The mild-mannered Midwesterner had some wild days at Princeton:

Officers found enough marijuana in his room to fill two size 12 shoe boxes, reports of the incident say. He and the other inhabitants of the room were also charged with possession of LSD and prescription drugs without a prescription. ... “I don’t make excuses for anything. Justice was served,” he said in an interview on Monday. “I had used marijuana and I was fined for that, and that was appropriate,” he explained.

Aaron Houston adds context:

Daniels was also busted about six months prior to President Nixon signing the Daniels-arrest Controlled Substances Act of 1970 (on October 27). If that law had been on books in May 1970, Daniels could have faced an array of charges, including several felonies. And if he had been busted after 1998 when the Higher Education Act's Aid Elimination Penalty took effect, he could have lost any federal financial aid as the result of a drug conviction.

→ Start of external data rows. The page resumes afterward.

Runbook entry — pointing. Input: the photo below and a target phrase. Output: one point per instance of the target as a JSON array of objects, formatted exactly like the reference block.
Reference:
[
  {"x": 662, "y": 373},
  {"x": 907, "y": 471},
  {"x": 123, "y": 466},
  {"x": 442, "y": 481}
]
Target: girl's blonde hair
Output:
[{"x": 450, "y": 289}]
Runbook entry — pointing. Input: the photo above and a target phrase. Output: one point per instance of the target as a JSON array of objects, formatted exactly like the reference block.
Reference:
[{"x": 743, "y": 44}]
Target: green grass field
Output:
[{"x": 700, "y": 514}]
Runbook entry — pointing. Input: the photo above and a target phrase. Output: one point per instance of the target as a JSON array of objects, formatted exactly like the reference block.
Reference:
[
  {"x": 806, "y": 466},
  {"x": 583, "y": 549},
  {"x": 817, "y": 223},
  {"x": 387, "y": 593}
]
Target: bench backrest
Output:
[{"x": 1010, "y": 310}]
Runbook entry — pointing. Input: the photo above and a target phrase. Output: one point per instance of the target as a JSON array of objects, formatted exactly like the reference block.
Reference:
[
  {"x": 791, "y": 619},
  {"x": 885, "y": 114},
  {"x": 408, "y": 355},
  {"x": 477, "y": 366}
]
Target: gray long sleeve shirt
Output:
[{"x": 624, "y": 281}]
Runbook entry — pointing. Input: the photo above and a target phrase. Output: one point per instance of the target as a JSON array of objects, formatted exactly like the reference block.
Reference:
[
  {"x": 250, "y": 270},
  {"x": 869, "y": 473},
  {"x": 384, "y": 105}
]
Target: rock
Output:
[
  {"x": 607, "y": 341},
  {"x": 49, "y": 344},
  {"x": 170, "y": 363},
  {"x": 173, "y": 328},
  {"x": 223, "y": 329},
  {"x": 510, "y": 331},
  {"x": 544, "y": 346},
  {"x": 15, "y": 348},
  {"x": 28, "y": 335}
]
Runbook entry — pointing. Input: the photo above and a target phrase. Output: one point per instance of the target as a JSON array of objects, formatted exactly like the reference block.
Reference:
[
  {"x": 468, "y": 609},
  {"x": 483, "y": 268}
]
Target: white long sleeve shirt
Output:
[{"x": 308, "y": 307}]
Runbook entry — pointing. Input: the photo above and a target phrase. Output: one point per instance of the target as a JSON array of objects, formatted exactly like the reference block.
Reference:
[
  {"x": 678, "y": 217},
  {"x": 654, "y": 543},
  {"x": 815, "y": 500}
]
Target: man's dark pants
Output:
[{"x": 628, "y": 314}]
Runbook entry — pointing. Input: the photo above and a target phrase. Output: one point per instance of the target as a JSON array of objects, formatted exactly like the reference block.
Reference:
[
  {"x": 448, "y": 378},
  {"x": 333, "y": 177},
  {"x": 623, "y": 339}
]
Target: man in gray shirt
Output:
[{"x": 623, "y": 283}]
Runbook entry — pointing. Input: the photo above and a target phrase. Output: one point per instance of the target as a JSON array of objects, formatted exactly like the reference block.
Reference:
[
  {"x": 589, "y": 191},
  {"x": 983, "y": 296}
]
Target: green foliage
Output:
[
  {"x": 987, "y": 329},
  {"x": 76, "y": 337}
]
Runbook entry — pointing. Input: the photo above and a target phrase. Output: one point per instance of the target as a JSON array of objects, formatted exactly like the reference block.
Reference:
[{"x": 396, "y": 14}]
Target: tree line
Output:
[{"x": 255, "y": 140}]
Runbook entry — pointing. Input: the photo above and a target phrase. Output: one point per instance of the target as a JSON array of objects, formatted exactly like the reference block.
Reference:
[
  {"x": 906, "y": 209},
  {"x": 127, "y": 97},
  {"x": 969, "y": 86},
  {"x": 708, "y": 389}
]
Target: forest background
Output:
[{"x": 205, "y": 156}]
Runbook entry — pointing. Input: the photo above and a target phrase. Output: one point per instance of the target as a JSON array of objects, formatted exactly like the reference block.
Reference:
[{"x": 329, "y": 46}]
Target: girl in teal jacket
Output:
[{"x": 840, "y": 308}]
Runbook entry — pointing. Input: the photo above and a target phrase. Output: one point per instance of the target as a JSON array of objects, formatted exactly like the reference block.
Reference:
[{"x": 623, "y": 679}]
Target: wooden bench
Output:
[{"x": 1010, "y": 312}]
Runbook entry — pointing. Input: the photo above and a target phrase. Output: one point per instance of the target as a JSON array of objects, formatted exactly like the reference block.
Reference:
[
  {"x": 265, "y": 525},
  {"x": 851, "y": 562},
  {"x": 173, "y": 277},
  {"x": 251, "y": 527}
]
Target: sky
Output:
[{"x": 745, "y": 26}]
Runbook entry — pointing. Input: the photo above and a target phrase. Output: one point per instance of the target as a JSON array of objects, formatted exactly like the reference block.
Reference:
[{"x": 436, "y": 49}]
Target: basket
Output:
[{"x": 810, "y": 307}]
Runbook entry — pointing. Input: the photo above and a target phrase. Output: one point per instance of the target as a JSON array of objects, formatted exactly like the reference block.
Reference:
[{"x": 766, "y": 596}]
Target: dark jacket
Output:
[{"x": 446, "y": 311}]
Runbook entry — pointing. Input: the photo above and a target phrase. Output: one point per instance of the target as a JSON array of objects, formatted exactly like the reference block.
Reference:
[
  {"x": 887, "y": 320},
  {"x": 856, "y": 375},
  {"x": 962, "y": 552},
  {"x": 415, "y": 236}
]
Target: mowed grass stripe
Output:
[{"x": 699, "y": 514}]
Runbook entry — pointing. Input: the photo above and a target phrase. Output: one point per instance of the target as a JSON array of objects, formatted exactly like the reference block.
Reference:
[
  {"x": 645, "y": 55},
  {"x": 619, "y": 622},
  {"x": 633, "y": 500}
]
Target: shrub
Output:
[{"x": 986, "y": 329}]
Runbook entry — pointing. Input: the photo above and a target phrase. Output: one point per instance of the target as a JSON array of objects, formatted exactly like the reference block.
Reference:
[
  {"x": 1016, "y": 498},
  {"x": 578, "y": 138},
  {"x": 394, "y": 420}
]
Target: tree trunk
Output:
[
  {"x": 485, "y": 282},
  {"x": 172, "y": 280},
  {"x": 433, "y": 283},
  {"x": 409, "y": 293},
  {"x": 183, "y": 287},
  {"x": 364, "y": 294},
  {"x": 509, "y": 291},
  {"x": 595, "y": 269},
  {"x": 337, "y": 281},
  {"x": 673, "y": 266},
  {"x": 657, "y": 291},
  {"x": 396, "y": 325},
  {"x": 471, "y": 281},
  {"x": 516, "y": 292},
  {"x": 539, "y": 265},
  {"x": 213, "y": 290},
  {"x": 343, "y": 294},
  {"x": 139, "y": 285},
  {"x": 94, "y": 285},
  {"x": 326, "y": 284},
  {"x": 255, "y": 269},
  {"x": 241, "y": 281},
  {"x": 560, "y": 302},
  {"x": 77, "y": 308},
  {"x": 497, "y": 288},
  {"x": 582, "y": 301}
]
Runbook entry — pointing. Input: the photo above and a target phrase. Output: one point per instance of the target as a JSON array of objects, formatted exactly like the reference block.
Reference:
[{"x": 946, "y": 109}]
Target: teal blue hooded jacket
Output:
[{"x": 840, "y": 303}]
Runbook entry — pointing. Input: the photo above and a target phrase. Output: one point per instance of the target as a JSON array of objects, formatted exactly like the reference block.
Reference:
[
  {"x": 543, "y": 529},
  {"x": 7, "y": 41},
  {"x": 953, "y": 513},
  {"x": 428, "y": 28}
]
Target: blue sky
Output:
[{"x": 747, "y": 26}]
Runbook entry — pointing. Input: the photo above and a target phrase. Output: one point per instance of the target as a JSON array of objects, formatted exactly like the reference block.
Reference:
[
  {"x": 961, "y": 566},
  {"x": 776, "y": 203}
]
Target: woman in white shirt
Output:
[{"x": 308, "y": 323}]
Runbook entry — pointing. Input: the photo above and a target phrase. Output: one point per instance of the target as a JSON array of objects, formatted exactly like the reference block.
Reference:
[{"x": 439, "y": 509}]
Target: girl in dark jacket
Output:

I hope that when Daniels says fining him was an "appropriate" punishment he means that a fine should be the maximum penalty for possessing several pounds of marijuana and LSD. If not, does he believe it's right to punish drug arrestees more harshly than he was treated?

Paul Waldman digs up an anti-drug op-ed written by Daniels in 1989 and calls it "a pretty extraordinary combination of whitewash and hypocrisy". Waldman:

The comically mild penalty he received -- a $350 fine, no jail time, no probation -- was a salutary wake-up call that allowed him to go on to a productive career. And he presents this as evidence in favor of laws that would absolutely destroy the career of anybody caught in 1989 (or today) doing what Daniels was caught doing. A couple of hundred thousand students have lost their financial aid, in many cases meaning they had to drop out of college, because of a conviction for possession or sale of drugs. If Daniels were in college today, and thus had actually served time as a convicted drug dealer, not only would he have no political future, he wouldn't have much of a future at all.